Lorsque les malades et leurs proches abordent le document qui leur est remis sur des «questions importantes lors de maladies graves», il est souhaité qu’ils soient ouverts et prêts au dialogue. Ce document contient des pistes de réflexion sur les domaines les plus divers et permet de sonder les ressources personnelles, les soucis, les peurs, les souhaits et les besoins. La personne qui s’implique dans cette démarche peut ainsi prendre conscience de ses points forts et de ses faiblesses, et garder un certain contrôle sur les évènements, en toute connaissance de son état. Dans ce contexte, la question des ressources spirituelles accompagne comme un fil rouge ce repérage de la situation.

Des moments sacrés
Depuis longtemps, l’accompagnement spirituel dans le cadre des soins palliatifs n’est plus limité à une confession ou une religion. Les questions sur le sens de la vie préoccupent autant les personnes éloignées des Églises que les fidèles, les croyants d’autres religions que les antireligieux. Les aumôniers des trois Églises nationales ont pour mission d’être ouverts à tous les courants spirituels lorsque des personnes malades et en crise, en détresse et proches de la mort, font appel à eux. Ils soutiennent aussi leurs proches et ont parfois la possibilité d’être à l’écoute des soignants.

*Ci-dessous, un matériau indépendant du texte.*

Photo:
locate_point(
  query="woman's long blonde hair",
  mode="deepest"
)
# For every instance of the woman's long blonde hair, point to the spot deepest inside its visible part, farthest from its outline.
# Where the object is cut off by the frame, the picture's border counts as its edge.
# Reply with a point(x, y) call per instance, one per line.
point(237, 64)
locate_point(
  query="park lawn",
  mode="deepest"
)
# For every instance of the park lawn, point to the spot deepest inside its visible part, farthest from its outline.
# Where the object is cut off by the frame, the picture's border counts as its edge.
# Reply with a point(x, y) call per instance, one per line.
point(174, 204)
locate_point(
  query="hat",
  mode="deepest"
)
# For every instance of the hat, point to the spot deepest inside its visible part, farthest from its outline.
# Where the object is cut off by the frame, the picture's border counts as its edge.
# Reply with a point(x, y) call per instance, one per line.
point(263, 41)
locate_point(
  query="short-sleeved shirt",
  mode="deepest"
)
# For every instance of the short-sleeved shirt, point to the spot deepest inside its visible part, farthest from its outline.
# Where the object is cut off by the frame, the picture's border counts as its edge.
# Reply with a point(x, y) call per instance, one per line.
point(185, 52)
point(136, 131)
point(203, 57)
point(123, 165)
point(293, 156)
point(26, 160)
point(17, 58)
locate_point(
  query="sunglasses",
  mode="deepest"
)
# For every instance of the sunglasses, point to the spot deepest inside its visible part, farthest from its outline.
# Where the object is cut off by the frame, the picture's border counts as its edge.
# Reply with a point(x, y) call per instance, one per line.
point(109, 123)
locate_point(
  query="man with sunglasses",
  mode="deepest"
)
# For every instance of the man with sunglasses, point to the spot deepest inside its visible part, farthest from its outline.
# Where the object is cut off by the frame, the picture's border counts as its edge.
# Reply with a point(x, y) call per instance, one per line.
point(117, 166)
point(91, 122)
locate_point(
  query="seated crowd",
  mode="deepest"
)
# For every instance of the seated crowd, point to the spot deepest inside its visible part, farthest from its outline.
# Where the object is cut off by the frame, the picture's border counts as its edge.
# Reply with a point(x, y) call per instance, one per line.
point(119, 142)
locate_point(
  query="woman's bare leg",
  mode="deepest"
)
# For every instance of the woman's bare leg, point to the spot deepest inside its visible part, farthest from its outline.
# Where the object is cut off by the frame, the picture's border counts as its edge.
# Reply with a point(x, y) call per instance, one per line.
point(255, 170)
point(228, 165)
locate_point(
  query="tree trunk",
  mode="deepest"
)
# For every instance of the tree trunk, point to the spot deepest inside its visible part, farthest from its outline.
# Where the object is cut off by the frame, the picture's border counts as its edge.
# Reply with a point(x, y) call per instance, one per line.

Telle est la conception de l’aumônerie que défend Elisabeth Bürki-Huggler. Parfois la pasteure ne peut que porter avec le ou la patient(e) son désespoir et sa douleur. Elle reçoit et prend au sérieux ce que les gens lui disent, ce qui exige de l’humilité. Minuscule îlot au milieu des gigantesques remous des sentiments… Elle recueille dans la prière, en silence ou à haute voix, si le malade le souhaite, ses angoisses et ses soucis, ses espoirs et ses attentes. «Je les mets en perspective et les présente à Dieu.» Cette possibilité de les transcender est pour la théologienne la valeur spécifique de l’accompagnement pastoral, à côté des autres disciplines.
Elisabeth Bürki-Huggler éprouve un profond respect face à ces instants où la vie se concentre sur l’essentiel, qu’elle appelle «des moments sacrés». Elle considère ces rencontres comme des cadeaux. L’un de ses trésors les plus chers est un foulard de soie qu’une patiente a peint et lui a offert. Le foulard est partagé par la diagonale en deux moitiés, l’une noire, l’autre blanche, qui contiennent chacune une rose dans les tons rouge. «Dans laquelle des parties la fleur ressort-elle mieux de l’arrière-plan?» lui a demandé la patiente. Elisabeth Bürki-Huggler est restée saisie devant le message de la mourante: la rose se détachait, lumineuse, sur l’arrière-fond obscur.